All cookies are stored for the period of time indicated below for each type of cookie.

The collected cookies may be processed by other processors:

• Security feature provider reCaptcha Enterprise, operated by the company Google LLC, sídlem 1600 Amphitheatre Parkway, Mountain View, CA 94043, USA
  https://policies.google.com/technologies/cookies
  https://policies.google.com/privacy

In the context of the optional simplified registration or login to user systems, these processors may also (using the Single Sign-On system of the listed processors) create and handle additional cookies in accordance with their contractual terms available here:

• SSO - Google LLC, with registered office 1600 Amphitheatre Parkway, Mountain View, CA 94043, USA https://policies.google.com/technologies/cookies
  https://policies.google.com/privacy/update
• SSO Facebook, Inc., with registered office 1 Hacker Way Menlo Park, CA 94025, USA https://www.facebook.com/policy.php
  https://www.facebook.com/policies/cookies/
• SSO Apple, Inc., with registered office 1 Apple Park Way Cupertino, CA 95014, USAhttps://www.apple.com/legal/privacy/cz/cookies/
  https://www.apple.com/legal/privacy/cz/
• SSO MojeID - CZ.NIC, z. s. p. o., with registered office Milešovská 1136/5, 130 00 Prague 3, Czech Republic
  https://www.mojeid.cz/cs/zasady/
  https://www.mojeid.cz/cs/pravidla/

In accordance with the GDPR, you have the following rights in terms of cookies - see Article 8 of this Privacy Policy - Data Subject Rights.

For other cookie arrangements, we follow our Privacy Policy set out in the previous sections of this document.

9.3 List of cookies for each system

The list of cookies that may (but may not, depending on the functions of the System used by the personal data subject) be processed in the Systems are listed in the following subsections for each System.

You can change your settings for storing cookies at any time in the cookie settings in the footer or on the Systems' websites.

10. Cooperation with the professional public

Railsformers s.r.o. also consults representatives of the professional public on aspects of personal data protection.
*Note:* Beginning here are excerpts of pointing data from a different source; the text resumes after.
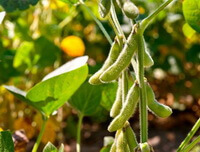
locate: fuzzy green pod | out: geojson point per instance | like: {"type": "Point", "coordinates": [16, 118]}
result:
{"type": "Point", "coordinates": [130, 10]}
{"type": "Point", "coordinates": [155, 107]}
{"type": "Point", "coordinates": [117, 105]}
{"type": "Point", "coordinates": [113, 147]}
{"type": "Point", "coordinates": [127, 110]}
{"type": "Point", "coordinates": [121, 144]}
{"type": "Point", "coordinates": [124, 59]}
{"type": "Point", "coordinates": [148, 61]}
{"type": "Point", "coordinates": [114, 53]}
{"type": "Point", "coordinates": [130, 136]}
{"type": "Point", "coordinates": [104, 7]}
{"type": "Point", "coordinates": [120, 3]}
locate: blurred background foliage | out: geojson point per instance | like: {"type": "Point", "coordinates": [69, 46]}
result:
{"type": "Point", "coordinates": [31, 46]}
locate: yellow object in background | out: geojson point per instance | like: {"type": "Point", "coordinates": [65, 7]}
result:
{"type": "Point", "coordinates": [73, 46]}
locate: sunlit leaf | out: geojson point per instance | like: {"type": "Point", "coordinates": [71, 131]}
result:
{"type": "Point", "coordinates": [12, 5]}
{"type": "Point", "coordinates": [6, 142]}
{"type": "Point", "coordinates": [50, 148]}
{"type": "Point", "coordinates": [58, 87]}
{"type": "Point", "coordinates": [86, 99]}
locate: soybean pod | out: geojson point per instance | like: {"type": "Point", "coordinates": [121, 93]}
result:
{"type": "Point", "coordinates": [148, 61]}
{"type": "Point", "coordinates": [124, 59]}
{"type": "Point", "coordinates": [127, 110]}
{"type": "Point", "coordinates": [130, 10]}
{"type": "Point", "coordinates": [130, 136]}
{"type": "Point", "coordinates": [114, 53]}
{"type": "Point", "coordinates": [154, 106]}
{"type": "Point", "coordinates": [117, 105]}
{"type": "Point", "coordinates": [144, 147]}
{"type": "Point", "coordinates": [121, 144]}
{"type": "Point", "coordinates": [104, 7]}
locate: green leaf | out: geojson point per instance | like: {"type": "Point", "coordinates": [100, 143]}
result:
{"type": "Point", "coordinates": [86, 99]}
{"type": "Point", "coordinates": [21, 95]}
{"type": "Point", "coordinates": [191, 11]}
{"type": "Point", "coordinates": [6, 142]}
{"type": "Point", "coordinates": [70, 2]}
{"type": "Point", "coordinates": [58, 86]}
{"type": "Point", "coordinates": [108, 95]}
{"type": "Point", "coordinates": [61, 149]}
{"type": "Point", "coordinates": [50, 148]}
{"type": "Point", "coordinates": [106, 148]}
{"type": "Point", "coordinates": [12, 5]}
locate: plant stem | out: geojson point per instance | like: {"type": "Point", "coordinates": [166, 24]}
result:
{"type": "Point", "coordinates": [147, 20]}
{"type": "Point", "coordinates": [189, 136]}
{"type": "Point", "coordinates": [115, 20]}
{"type": "Point", "coordinates": [192, 144]}
{"type": "Point", "coordinates": [97, 21]}
{"type": "Point", "coordinates": [45, 119]}
{"type": "Point", "coordinates": [78, 145]}
{"type": "Point", "coordinates": [142, 103]}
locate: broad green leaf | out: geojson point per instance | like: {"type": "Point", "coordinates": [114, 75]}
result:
{"type": "Point", "coordinates": [191, 11]}
{"type": "Point", "coordinates": [106, 149]}
{"type": "Point", "coordinates": [12, 5]}
{"type": "Point", "coordinates": [6, 142]}
{"type": "Point", "coordinates": [57, 87]}
{"type": "Point", "coordinates": [108, 95]}
{"type": "Point", "coordinates": [86, 99]}
{"type": "Point", "coordinates": [2, 15]}
{"type": "Point", "coordinates": [50, 148]}
{"type": "Point", "coordinates": [70, 2]}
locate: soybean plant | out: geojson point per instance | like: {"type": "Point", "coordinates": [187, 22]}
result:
{"type": "Point", "coordinates": [123, 53]}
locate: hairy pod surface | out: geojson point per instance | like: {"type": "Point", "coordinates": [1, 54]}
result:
{"type": "Point", "coordinates": [124, 59]}
{"type": "Point", "coordinates": [117, 105]}
{"type": "Point", "coordinates": [114, 53]}
{"type": "Point", "coordinates": [113, 147]}
{"type": "Point", "coordinates": [122, 145]}
{"type": "Point", "coordinates": [148, 61]}
{"type": "Point", "coordinates": [127, 110]}
{"type": "Point", "coordinates": [155, 107]}
{"type": "Point", "coordinates": [104, 7]}
{"type": "Point", "coordinates": [130, 10]}
{"type": "Point", "coordinates": [130, 136]}
{"type": "Point", "coordinates": [144, 147]}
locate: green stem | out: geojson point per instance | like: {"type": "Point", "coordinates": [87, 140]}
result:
{"type": "Point", "coordinates": [98, 22]}
{"type": "Point", "coordinates": [115, 20]}
{"type": "Point", "coordinates": [45, 119]}
{"type": "Point", "coordinates": [142, 103]}
{"type": "Point", "coordinates": [124, 85]}
{"type": "Point", "coordinates": [192, 144]}
{"type": "Point", "coordinates": [78, 145]}
{"type": "Point", "coordinates": [189, 136]}
{"type": "Point", "coordinates": [147, 20]}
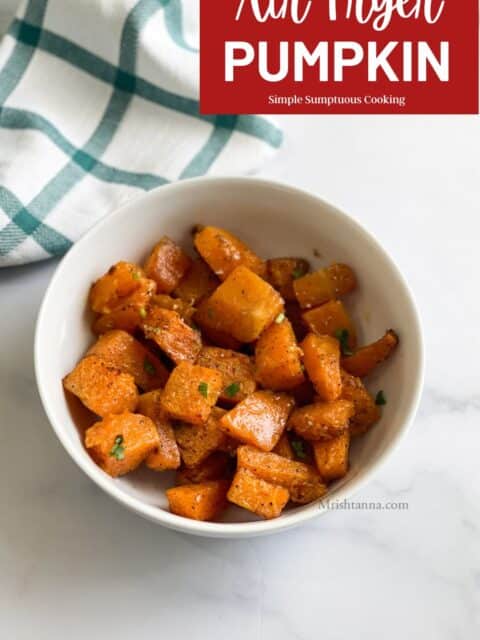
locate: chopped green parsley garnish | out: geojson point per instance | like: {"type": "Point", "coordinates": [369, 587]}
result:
{"type": "Point", "coordinates": [118, 450]}
{"type": "Point", "coordinates": [203, 389]}
{"type": "Point", "coordinates": [149, 367]}
{"type": "Point", "coordinates": [232, 389]}
{"type": "Point", "coordinates": [299, 449]}
{"type": "Point", "coordinates": [342, 336]}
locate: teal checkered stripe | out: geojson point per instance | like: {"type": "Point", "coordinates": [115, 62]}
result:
{"type": "Point", "coordinates": [29, 219]}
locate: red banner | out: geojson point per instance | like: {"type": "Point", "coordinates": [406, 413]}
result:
{"type": "Point", "coordinates": [339, 56]}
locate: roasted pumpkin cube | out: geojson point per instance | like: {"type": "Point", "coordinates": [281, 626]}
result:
{"type": "Point", "coordinates": [215, 467]}
{"type": "Point", "coordinates": [364, 361]}
{"type": "Point", "coordinates": [300, 479]}
{"type": "Point", "coordinates": [167, 264]}
{"type": "Point", "coordinates": [174, 337]}
{"type": "Point", "coordinates": [108, 292]}
{"type": "Point", "coordinates": [120, 443]}
{"type": "Point", "coordinates": [331, 456]}
{"type": "Point", "coordinates": [243, 305]}
{"type": "Point", "coordinates": [202, 501]}
{"type": "Point", "coordinates": [191, 392]}
{"type": "Point", "coordinates": [198, 283]}
{"type": "Point", "coordinates": [331, 319]}
{"type": "Point", "coordinates": [321, 357]}
{"type": "Point", "coordinates": [259, 419]}
{"type": "Point", "coordinates": [120, 350]}
{"type": "Point", "coordinates": [366, 413]}
{"type": "Point", "coordinates": [321, 420]}
{"type": "Point", "coordinates": [281, 273]}
{"type": "Point", "coordinates": [262, 498]}
{"type": "Point", "coordinates": [324, 285]}
{"type": "Point", "coordinates": [130, 312]}
{"type": "Point", "coordinates": [277, 357]}
{"type": "Point", "coordinates": [284, 448]}
{"type": "Point", "coordinates": [166, 454]}
{"type": "Point", "coordinates": [205, 319]}
{"type": "Point", "coordinates": [223, 252]}
{"type": "Point", "coordinates": [236, 369]}
{"type": "Point", "coordinates": [197, 442]}
{"type": "Point", "coordinates": [102, 389]}
{"type": "Point", "coordinates": [184, 310]}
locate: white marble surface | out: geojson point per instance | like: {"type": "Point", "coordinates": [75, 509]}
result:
{"type": "Point", "coordinates": [74, 564]}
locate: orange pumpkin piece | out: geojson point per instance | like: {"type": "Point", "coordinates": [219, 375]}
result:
{"type": "Point", "coordinates": [174, 337]}
{"type": "Point", "coordinates": [277, 358]}
{"type": "Point", "coordinates": [281, 273]}
{"type": "Point", "coordinates": [321, 420]}
{"type": "Point", "coordinates": [236, 369]}
{"type": "Point", "coordinates": [205, 319]}
{"type": "Point", "coordinates": [166, 454]}
{"type": "Point", "coordinates": [120, 443]}
{"type": "Point", "coordinates": [284, 448]}
{"type": "Point", "coordinates": [184, 310]}
{"type": "Point", "coordinates": [331, 456]}
{"type": "Point", "coordinates": [324, 285]}
{"type": "Point", "coordinates": [321, 357]}
{"type": "Point", "coordinates": [215, 467]}
{"type": "Point", "coordinates": [120, 350]}
{"type": "Point", "coordinates": [167, 264]}
{"type": "Point", "coordinates": [364, 361]}
{"type": "Point", "coordinates": [101, 388]}
{"type": "Point", "coordinates": [223, 252]}
{"type": "Point", "coordinates": [330, 319]}
{"type": "Point", "coordinates": [299, 478]}
{"type": "Point", "coordinates": [128, 315]}
{"type": "Point", "coordinates": [198, 283]}
{"type": "Point", "coordinates": [262, 498]}
{"type": "Point", "coordinates": [191, 392]}
{"type": "Point", "coordinates": [259, 419]}
{"type": "Point", "coordinates": [197, 442]}
{"type": "Point", "coordinates": [366, 412]}
{"type": "Point", "coordinates": [203, 501]}
{"type": "Point", "coordinates": [108, 292]}
{"type": "Point", "coordinates": [243, 305]}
Subsequently, Railsformers s.r.o. implements processes and procedures to improve organisational and technical measures to ensure adequate protection of personal data. The representatives of the professional public are highly professional data protection bodies:

• The Data Protection Society https://www.ochranaudaju.cz/
• Iuridicum Remedium, z.s. https://www.iure.org/

You can read more about the cooperation, for example, here:

https://digitalnisvobody.cz/blog/2021/10/18/registrace-k-ockovani-nove-bez-googlu/

11. Further information on the processing of personal data

In case of questions regarding the processing of personal data or in case of exercising the rights of the data subject referred to in Article 8 of this Policy, Railsformers s.r.o. or its Data Protection Officer may be contacted via one of the contact addresses listed in Article 3 of this Policy.

General information on the processing of personal data can also be found on the website of the Data Protection Authority available at https://uoou.gov.cz/.

This Policy shall take effect on 31 March 2022.